La experiencia
L’itinerario vi porterà alla scoperta del territorio del lago di Como, legato, è proprio il caso di dirlo, a doppio filo con la produzione e lavorazione della seta. Questo territorio infatti è famoso in tutto il mondo, oltre che per le sfarzose ville, per la produzione di questo tessuto prezioso. Lo sviluppo industriale legato ai setifici ha determinato i percorsi migratori del territorio comasco, tanto che si parla di “circuito della seta”. Già dall’800 mentre i tessitori comaschi emigravano verso la Francia e la Svizzera, maestranze ed imprenditori francesi e svizzeri venivano a lavorare o investire nei setifici dell’area di Como.
Il nostro percorso comincia proprio al Museo didattico della seta, il luogo perfetto per scoprire tutti i segreti delle diverse fasi di lavorazione di un tessuto tanto delicato quanto resistente. Lo sapevate che i primi paracaduti erano fatti di filo di seta? Da qui proseguiremo lungo la sponda comasca del Lario per farci incantare dalle magnifiche ville che ne costellano le rive. Tra queste, Villa Bernasconi a Cernobbio si differenzia dalle altre per il suo stretto legame con il passato industriale legato alla seta.
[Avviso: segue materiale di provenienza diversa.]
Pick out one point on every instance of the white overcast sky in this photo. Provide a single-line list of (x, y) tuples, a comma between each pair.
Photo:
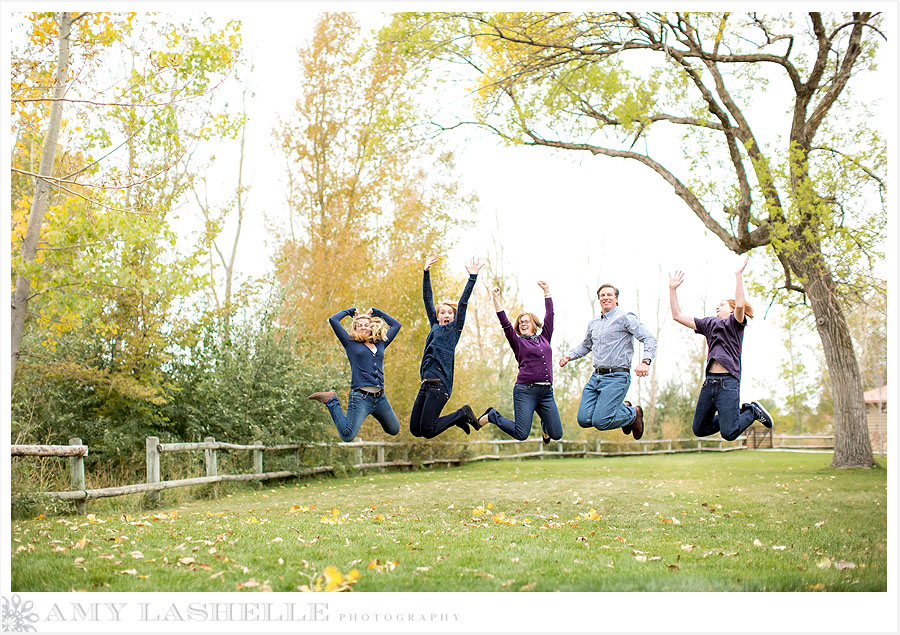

Villa Bernasconi è infatti uno dei pochissimi esempi di Liberty sul lago di Como e la sua architettura e le sue decorazioni floreali rimandano a bachi e gelsi per volere del suo committente, l’ingegnere Davide Bernasconi fondatore delle omonime “Tessiture Seriche Bernasconi”. La villa è una “casa parlante” che custodisce le tante storie di chi ha lavorato nella fabbrica attraverso installazioni innovative ed immersive.
Non mancheranno le occasioni per ammirare le bellezze naturalistiche di un luogo dove la terra è spesso interrotta da specchi d’acqua che creano riflessi e panorami mozzafiato. Avremo modo di fare una gita in battello per solcare le acque del lago e ammirare il paesaggio da una nuova prospettiva.
Proseguiamo l’esplorazione di questo territorio dirigendoci verso la Svizzera, seguendo quello che poteva essere l’inizio del viaggio dei migranti di un tempo. Saliamo nella Valle d’Intelvi che collega il Lago di Como al Lago di Lugano, un territorio ricco di storia e tradizioni legate alle migrazioni e che oggi offre infinite possibilità di scoperta del territorio in modo lento e sostenibile, a piedi e in bicicletta.